Both of them laugh—real laughter, but still without that tinge of malice he's come to associate with other people's amusement. "You make that sound like a bad thing," Sarah says, and glances at Gene. "You get used to it."
"Thanks," Gene says, his voice dry. He takes Sarah's ginger beer and downs a swig.
"Ewww," Greg says, and pretends to shudder. "Cattle and now backwash. You two really are rednecks."
"Born and bred," Sarah says, unperturbed. "We've had a lot of fun renovating. The house, not each other." Gene laughs and she flashes a smile at him.
"You didn't call someone in to do it for you." Greg is intrigued by this attitude. "Why not? You've got the money, you're both DINKs."
"That's true," Gene says. "But a home you make yourself. Eventually we'll live there year-round, so we want it to suit our tastes."
"Besides, there are so many places in the area where you can get recycled timber and just about anything else you need," Sarah says. She sounds enthusiastic, her soft voice bright with what Greg perceives as happiness. "We found the perfect front door last month at an auction. And a friend of ours is doing the interior doors for us from old barn timbers. It's the coolest design, wait till you see it."

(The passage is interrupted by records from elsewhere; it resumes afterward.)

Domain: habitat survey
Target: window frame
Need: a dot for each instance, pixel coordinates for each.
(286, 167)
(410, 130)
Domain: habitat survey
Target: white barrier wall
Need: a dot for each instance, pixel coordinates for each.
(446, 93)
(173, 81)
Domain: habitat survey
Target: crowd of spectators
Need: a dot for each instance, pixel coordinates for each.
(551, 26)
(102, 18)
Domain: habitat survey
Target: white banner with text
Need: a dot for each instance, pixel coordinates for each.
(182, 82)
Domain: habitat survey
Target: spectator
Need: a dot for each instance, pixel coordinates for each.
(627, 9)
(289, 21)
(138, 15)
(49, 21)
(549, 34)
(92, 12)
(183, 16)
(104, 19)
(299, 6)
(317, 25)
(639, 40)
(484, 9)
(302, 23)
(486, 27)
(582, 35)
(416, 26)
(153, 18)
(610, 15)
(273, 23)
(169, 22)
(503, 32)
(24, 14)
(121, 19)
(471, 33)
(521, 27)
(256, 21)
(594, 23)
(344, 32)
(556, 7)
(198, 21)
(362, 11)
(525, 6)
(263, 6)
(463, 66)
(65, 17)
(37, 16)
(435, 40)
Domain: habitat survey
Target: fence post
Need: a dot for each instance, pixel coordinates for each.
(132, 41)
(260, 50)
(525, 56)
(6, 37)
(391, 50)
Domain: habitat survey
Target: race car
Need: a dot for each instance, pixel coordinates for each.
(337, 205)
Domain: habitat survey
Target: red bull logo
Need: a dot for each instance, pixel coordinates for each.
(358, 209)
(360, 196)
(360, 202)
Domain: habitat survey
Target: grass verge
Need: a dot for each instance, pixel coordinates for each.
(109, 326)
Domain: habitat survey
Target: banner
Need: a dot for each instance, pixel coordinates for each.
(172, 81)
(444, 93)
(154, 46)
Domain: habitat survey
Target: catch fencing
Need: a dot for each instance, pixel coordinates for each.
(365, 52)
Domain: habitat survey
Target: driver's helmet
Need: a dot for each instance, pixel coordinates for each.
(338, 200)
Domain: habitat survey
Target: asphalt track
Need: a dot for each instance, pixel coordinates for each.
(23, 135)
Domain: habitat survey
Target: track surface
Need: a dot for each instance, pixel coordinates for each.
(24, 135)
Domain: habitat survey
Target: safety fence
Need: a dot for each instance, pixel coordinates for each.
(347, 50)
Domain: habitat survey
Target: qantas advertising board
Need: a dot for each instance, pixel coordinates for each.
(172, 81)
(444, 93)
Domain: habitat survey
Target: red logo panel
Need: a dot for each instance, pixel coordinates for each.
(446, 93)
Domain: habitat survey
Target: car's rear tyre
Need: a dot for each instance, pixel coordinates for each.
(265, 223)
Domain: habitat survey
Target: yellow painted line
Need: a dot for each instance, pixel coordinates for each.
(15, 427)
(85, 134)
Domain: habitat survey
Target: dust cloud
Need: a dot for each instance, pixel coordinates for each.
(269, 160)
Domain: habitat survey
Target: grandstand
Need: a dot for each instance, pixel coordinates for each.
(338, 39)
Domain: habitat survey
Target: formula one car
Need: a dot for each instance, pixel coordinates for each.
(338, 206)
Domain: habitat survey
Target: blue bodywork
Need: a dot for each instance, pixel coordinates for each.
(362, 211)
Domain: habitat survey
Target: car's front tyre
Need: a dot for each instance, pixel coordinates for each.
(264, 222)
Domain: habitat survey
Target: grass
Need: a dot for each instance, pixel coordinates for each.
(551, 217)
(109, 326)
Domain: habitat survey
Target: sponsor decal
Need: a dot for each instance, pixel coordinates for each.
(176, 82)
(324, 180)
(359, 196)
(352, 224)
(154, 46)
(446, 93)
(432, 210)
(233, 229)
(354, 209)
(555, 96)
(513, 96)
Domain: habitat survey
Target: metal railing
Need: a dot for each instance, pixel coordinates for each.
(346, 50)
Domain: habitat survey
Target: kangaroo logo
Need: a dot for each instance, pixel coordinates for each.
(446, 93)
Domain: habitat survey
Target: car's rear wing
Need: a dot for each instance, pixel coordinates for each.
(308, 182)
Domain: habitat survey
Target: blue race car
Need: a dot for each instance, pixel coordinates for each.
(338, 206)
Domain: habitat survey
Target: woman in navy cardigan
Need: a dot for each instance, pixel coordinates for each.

The conversation continues in this way for some time, an easy give and take that baffles him until he comprehends the tactic. They behave like he's a friend. It's an unsettling revelation. He's not sure what to do about it, because this doesn't fit any standard response he gets from people once they've been around him longer than thirty seconds. They actually seem to like him. It's unfathomable. It's just an act, he decides. They can't keep it up forever. Sooner or later they'll show me what they really want, and it'll be business as usual. Still, it's pleasant to sit in the darkness, warm, full and relaxed, engaged in desultory talk with two intelligent, well-reasoned people who give as good as they get. Greg closes his eyes, rests his head on the cushion wedged against the window, and drifts into a light doze.